Uhren aus Holz und ein Junggründer, der standhaft bleibt



Studienabbrecher wie der Tesla-CEO Elon Musk oder Snapchat-Gründer Evan Spiegel werden in der Gründerszene gefeiert wie Rockstars. Aber dass auch beides gleichzeitig geht, also ein erfolgreiches Studium und die Unternehmensgründung, zeigt die heutige Gründerstory. Begeistert vom Werkstoff Holz baute der Gründer von Cheesy Wooden Accessories in seinem Zuhause eine eigene Uhrenproduktion aus dem nachwachsenden Rohstoff auf. Als dann die Nachfrage wuchs, gründete er parallel zum Studium sein eigenes Unternehmen. Wie er das alles unter einen Hut brachte, erzählt Jan Jessberger im Interview.

Für-Gründer.de: Hallo Jan, mit gerade mal 26 Jahren produzierst und vertreibst du bereits deine eigenen Modeaccessoires aus Echtholz. Wie kam es dazu?

Jan Jessberger, Cheesy Wooden Accessories: Der Wunsch, selbst zu gründen, begleitete mich schon einige Jahre.
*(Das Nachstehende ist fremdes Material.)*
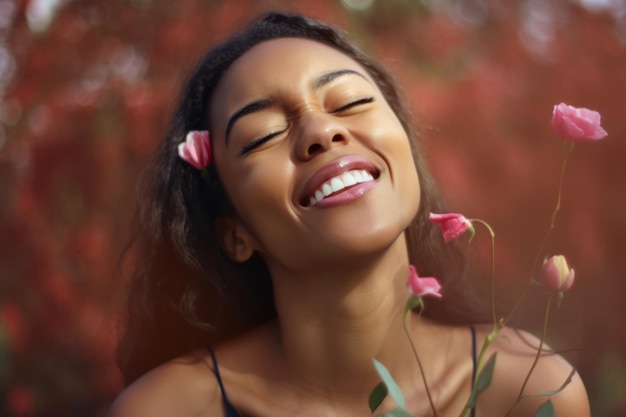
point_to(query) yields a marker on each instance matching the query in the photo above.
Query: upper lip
(334, 168)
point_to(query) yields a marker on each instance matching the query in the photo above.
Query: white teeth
(338, 183)
(348, 179)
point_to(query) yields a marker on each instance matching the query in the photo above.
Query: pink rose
(556, 274)
(196, 149)
(422, 287)
(452, 225)
(572, 123)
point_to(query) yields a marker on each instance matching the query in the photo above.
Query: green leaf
(377, 396)
(545, 410)
(483, 381)
(396, 412)
(392, 387)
Seit einem längeren Auslandsaufenthalt in Kanada beschäftigte ich mich mit der Idee, eine Armbanduhr aus Holz herzustellen. Inspiriert durch die Natur in einem Land, in welchem der Roh- und Werkstoff Holz eine besondere Stellung hat, entstanden die ersten Prototypen in Eigenarbeit in der heimischen Werkstatt. Mit steigender Nachfrage entschloss ich mich, meine Begeisterung für den Werkstoff Holz in gewinnorientierte Bahnen zu lenken.
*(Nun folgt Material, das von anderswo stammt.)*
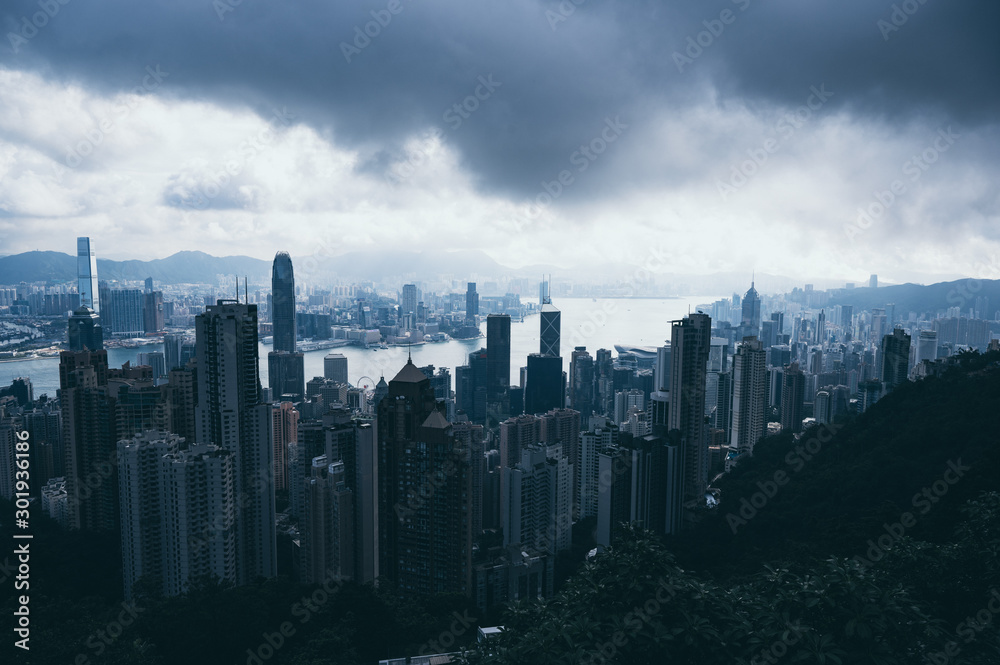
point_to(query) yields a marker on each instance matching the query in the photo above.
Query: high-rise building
(690, 343)
(550, 330)
(231, 415)
(895, 352)
(545, 386)
(152, 311)
(201, 516)
(327, 524)
(286, 375)
(424, 515)
(536, 500)
(285, 430)
(86, 270)
(90, 434)
(155, 361)
(142, 500)
(601, 435)
(750, 319)
(516, 434)
(470, 436)
(749, 395)
(180, 395)
(471, 304)
(581, 383)
(335, 367)
(792, 398)
(926, 346)
(85, 331)
(283, 303)
(123, 314)
(497, 355)
(408, 306)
Für-Gründer.de: Aus welcher Gründungssituation heraus hast du gestartet und wo lagen bisher die größten Herausforderungen – auch auf privater Ebene?

Jan Jessberger, Cheesy Wooden Accessories: Die Idee war da. Was fehlte, war das notwendige Startkapital und auch die Zeit, ein Projekt in dieser Größe umzusetzen. Nach erfolgreichem Abschluss des Erststudiums und einer einjährigen Festanstellung in der Automobilbranche konnten die notwendigen Rücklagen gebildet werden, um Cheesy ins Leben zu rufen. Zu Beginn war Cheesy für mich ein Projekt, welches ich parallel zu meinem Masterstudium verfolgt habe. Dieses „Projekt” hat sich ziemlich schnell zu einer soliden Unternehmung entwickelt und ist seit Tag eins vollständig von mir eigenfinanziert und arbeitet mit dem erwirtschafteten Cashflow.

Der Gründer von Cheesy in seiner Werkstatt
Der Gründer von Cheesy in seiner Werkstatt (Foto: Cheesy Wooden Accessories)

Hierin liegt auch die größte Herausforderung. Aufgrund der limitierten finanziellen Mittel ist eine akribische und sehr genaue Planung Voraussetzung für den Erfolg. Durch diesen Bootstrapping-Ansatz hätten ebenso größere Fehler mit finanzieller Auswirkung nicht passieren dürfen. Das hat mir zu Beginn schon einige schlaflose Nächte bereitet.

Hinzu kommt, dass ich parallel zum Studium alleine den Schritt in die Selbstständigkeit gewagt habe. Das heißt, alleine mit der Doppelbelastung, Tiefpunkte und Rückschläge ausstehen zu müssen. Das hat auch Einschränkungen im privaten Bereich zur Folge. Wochenenden sind größtenteils durch Messen gefüllt und auch unter der Woche bleibt wenig Zeit für andere Dinge.

Insgesamt wäre Cheesy ohne die tatkräftige Unterstützung durch Freunde und Familie nicht zu stemmen.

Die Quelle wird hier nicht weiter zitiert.